I have a question about demonstrating part 2 of corollary 5.9.12 in Weibel's An Introduction to Homological Algebra.
Here is the setup. Fix a prime $p$ and suppose I have a long exact sequence of graded abelian groups \begin{equation} \cdots \to H_n \xrightarrow{\times p} H_n \to E_n \to H_{n-1} \to \cdots \end{equation} where each $H_n \to H_n$ map is given by multiplication by $p$. This rolls up to produce an exact couple \begin{equation} H_* \xrightarrow{i = \times p} H_* \xrightarrow{j} E_* \xrightarrow{k} H_* \end{equation} and thus an associated spectral sequence with $E^0_* = E_*$, called the Bockstein spectral sequence.

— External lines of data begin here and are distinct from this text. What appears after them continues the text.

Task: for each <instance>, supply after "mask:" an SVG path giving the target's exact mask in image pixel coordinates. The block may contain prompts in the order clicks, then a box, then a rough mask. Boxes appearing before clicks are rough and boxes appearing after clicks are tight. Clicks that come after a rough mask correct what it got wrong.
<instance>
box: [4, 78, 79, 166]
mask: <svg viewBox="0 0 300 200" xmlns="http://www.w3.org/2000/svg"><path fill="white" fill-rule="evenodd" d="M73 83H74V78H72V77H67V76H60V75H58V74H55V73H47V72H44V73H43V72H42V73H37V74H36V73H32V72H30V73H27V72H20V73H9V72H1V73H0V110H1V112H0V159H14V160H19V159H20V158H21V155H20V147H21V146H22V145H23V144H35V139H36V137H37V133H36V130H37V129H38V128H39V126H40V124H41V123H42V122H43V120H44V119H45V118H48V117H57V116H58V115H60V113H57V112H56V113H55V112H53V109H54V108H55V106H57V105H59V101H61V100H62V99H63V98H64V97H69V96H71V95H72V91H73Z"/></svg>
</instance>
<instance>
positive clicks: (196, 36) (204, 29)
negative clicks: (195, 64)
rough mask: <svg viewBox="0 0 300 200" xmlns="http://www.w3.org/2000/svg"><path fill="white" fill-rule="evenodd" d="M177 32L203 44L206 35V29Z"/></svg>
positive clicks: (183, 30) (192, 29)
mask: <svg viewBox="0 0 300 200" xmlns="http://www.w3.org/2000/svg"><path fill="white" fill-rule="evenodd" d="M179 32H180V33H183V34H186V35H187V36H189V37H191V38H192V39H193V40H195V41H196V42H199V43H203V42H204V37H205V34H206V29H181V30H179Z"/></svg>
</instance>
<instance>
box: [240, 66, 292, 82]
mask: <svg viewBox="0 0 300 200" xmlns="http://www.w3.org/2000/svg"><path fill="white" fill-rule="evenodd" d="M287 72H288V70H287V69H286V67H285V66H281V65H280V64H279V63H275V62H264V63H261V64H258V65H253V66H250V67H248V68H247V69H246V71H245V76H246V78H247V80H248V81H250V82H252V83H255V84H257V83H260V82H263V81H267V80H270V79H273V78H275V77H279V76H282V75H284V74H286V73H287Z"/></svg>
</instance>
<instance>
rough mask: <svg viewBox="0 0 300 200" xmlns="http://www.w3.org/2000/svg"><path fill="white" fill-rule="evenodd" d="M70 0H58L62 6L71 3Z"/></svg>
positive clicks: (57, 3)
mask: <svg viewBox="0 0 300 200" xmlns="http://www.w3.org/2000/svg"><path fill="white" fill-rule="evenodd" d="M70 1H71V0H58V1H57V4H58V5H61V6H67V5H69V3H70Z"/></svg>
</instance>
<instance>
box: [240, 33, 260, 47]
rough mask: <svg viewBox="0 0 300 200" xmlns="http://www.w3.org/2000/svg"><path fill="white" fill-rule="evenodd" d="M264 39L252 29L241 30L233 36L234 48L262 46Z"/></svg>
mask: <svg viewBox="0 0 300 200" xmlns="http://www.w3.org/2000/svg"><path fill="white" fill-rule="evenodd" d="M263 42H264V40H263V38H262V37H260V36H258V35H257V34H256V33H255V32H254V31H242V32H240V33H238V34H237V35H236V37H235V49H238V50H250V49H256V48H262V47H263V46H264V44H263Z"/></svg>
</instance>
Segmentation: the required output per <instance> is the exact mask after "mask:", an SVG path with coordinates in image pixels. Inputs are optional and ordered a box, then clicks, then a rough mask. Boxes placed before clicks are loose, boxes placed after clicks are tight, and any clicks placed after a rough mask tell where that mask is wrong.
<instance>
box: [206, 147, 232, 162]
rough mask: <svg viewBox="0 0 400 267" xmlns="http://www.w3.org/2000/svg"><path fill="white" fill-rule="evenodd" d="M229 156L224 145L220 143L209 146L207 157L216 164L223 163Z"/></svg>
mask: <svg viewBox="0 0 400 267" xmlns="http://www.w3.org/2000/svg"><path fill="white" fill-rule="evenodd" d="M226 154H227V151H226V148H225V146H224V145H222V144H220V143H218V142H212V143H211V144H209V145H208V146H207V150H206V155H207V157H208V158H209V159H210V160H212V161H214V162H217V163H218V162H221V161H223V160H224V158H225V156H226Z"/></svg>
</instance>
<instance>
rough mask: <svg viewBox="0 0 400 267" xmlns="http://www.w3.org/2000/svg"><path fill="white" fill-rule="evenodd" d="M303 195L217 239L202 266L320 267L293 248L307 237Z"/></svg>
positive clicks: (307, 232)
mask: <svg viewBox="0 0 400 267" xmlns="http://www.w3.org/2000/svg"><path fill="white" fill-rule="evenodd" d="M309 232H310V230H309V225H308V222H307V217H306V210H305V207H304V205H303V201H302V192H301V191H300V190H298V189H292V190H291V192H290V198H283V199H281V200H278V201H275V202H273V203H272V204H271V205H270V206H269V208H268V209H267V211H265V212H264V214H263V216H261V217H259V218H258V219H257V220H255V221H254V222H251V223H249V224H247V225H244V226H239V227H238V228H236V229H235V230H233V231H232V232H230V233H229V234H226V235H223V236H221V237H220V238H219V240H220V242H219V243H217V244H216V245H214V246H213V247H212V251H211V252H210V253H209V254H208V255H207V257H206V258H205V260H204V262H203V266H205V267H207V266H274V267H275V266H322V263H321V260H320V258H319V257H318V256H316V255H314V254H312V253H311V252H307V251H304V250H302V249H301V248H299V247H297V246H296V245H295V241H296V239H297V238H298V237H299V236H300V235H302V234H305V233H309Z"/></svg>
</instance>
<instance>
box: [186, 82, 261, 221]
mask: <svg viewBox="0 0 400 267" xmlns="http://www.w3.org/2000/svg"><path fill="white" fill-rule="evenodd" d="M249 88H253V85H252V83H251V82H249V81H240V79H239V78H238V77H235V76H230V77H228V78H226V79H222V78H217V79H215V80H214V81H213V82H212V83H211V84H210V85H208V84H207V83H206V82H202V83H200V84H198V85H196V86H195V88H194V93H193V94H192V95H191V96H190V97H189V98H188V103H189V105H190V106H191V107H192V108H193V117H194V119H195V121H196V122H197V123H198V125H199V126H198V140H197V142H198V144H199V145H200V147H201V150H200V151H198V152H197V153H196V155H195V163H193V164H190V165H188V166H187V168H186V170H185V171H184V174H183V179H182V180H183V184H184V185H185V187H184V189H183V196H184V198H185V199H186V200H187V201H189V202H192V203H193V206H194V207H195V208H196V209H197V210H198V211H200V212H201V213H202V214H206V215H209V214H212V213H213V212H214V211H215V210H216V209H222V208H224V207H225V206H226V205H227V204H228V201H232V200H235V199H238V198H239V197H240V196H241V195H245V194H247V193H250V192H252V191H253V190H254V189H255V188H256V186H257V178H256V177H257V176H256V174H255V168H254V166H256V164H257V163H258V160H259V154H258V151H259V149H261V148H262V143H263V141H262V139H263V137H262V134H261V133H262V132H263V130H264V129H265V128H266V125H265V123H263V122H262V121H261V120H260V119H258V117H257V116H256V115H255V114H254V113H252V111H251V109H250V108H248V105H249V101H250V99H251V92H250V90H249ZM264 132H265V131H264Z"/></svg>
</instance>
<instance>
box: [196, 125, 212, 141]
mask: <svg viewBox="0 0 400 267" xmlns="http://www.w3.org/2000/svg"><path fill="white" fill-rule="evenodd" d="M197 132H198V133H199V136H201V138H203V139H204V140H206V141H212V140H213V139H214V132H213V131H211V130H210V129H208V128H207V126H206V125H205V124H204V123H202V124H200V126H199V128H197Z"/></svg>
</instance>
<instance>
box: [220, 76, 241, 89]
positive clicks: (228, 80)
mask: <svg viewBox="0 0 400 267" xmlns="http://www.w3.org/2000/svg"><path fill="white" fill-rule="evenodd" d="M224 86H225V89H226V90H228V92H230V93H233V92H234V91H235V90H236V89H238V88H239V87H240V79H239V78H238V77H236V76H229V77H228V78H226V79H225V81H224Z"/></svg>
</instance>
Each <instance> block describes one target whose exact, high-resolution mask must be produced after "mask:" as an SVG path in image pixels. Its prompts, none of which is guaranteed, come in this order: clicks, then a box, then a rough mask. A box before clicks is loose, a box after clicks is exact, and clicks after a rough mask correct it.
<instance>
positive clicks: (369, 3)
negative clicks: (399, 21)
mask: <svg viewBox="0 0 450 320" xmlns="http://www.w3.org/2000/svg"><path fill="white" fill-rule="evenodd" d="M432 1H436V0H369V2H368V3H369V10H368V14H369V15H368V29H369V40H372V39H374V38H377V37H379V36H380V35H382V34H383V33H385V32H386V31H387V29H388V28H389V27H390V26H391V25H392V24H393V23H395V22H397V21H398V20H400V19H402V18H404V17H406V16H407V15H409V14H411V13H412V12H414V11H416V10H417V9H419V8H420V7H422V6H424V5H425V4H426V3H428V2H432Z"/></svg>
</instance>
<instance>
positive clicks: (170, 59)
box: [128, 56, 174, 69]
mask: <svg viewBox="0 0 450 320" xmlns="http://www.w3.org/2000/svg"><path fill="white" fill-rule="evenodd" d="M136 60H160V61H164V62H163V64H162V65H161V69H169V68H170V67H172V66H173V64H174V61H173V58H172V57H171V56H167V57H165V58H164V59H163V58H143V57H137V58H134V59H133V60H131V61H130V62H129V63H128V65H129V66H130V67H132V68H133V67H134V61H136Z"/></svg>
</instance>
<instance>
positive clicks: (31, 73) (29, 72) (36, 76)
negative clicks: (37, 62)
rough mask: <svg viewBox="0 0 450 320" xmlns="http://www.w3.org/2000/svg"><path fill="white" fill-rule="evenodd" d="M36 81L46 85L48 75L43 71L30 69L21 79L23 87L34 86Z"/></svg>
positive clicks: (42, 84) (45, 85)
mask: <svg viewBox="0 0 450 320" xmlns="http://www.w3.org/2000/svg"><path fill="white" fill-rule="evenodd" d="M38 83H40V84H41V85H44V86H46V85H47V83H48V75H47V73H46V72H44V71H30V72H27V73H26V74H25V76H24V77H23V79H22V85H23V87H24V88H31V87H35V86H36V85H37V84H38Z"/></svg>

The statement in question is as follows:
(Weibel, cor. 5.9.12, page 159) In the Bockstein spectral sequence, an element $y \in H_n$ yields an element $j(y)$ of $E^r_n$ for all $r$; if $j(y) \neq 0$ in $E^{r-1}_n$ but $j(y) = 0$ in $E^r_n$, then $y$ generates a direct summand of $H_n$ isomorphic to $\mathbb{Z}/p^r$.
I'm having some trouble proving this. Ideally, I want some statement like "$j(y) = 0$ in $E^r_n$ if and only if $p^r y = 0$ in $H_n$". Anyway, if $j(y) = 0$ in $E^r_n$, then $j(y)$ is a $d^{r-1}$-boundary. Writing the differential explicitly, this amounts to \begin{equation} j(y) = d^{r-1} x = j(\frac{k^{r-1} x}{p^{r-1}}) \end{equation} for some $x \in E^{r-1}_{n+1}$.
Since $\ker j = p H_*$, this means that $y - \frac{k^{r-1} x}{p^{r-1}} = pz$ for some $z \in H_n$. Multiplying through by $p^r$ and using the fact that $p \cdot k^{r-1} x = 0$ by exactness, I find that $p^r y = p^{r+1} z$, or $p^r (y - p z) = 0$.
How do I conclude from this that $p^r y = 0$?
(Conversely, if $p^r y = 0$, then $p^{r-1} y \in \ker i^{r-1} = \operatorname{image} k^{r-1}$, and so $p^{r-1} y = k^{r-1} x$ for some $x$. In this case, $d^{r-1} x = j(y)$, so $j(y)$ is a $d^{r-1}$-boundary. This completes the proof of the claim.)
Also, why is $\langle y \rangle$ is a direct summand of $H_n$?
EDIT: I found a counterexample which I describe below in an answer. However, I would still like to know the "correct" statement of the corollary or a method to identify direct summands of $H_*$ using the Bockstein spectral sequence.
I suppose I must have misunderstood the statement, or am missing some crucial assumption, for I have found what I think is a counterexample to the corollary.
Consider the "long" exact sequence \begin{equation} 0 \rightarrow 0 \oplus \mathbb{Z}/p \rightarrow \mathbb{Z} \oplus \mathbb{Z}/p \xrightarrow{\times p} \mathbb{Z} \oplus \mathbb{Z}/p \rightarrow \mathbb{Z}/p \oplus \mathbb{Z}/p \rightarrow 0. \end{equation}
This rolls up to give the exact couple \begin{equation} \mathbb{Z} \oplus \mathbb{Z}/p \xrightarrow{i = \times p} \mathbb{Z} \oplus \mathbb{Z}/p \xrightarrow{j} \mathbb{Z}/p \oplus \mathbb{Z}/p \oplus \mathbb{Z}/p \xrightarrow{k} \mathbb{Z} \oplus \mathbb{Z}/p \end{equation}
If $y = (p, 1 + p^2 \mathbb{Z})$, then $j(y) = (0,0,1 + p \mathbb{Z})$, which is nonzero in $E^0$ but is zero is $E^1$. However, $y$ neither has order $p$ nor does it generate a direct summand of $\mathbb{Z} \oplus \mathbb{Z}/p$. Though of course, $y' = (0, 1 + p^2 \mathbb{Z})$ does satisfy the conclusions of the statement and $j(y') = j(y)$.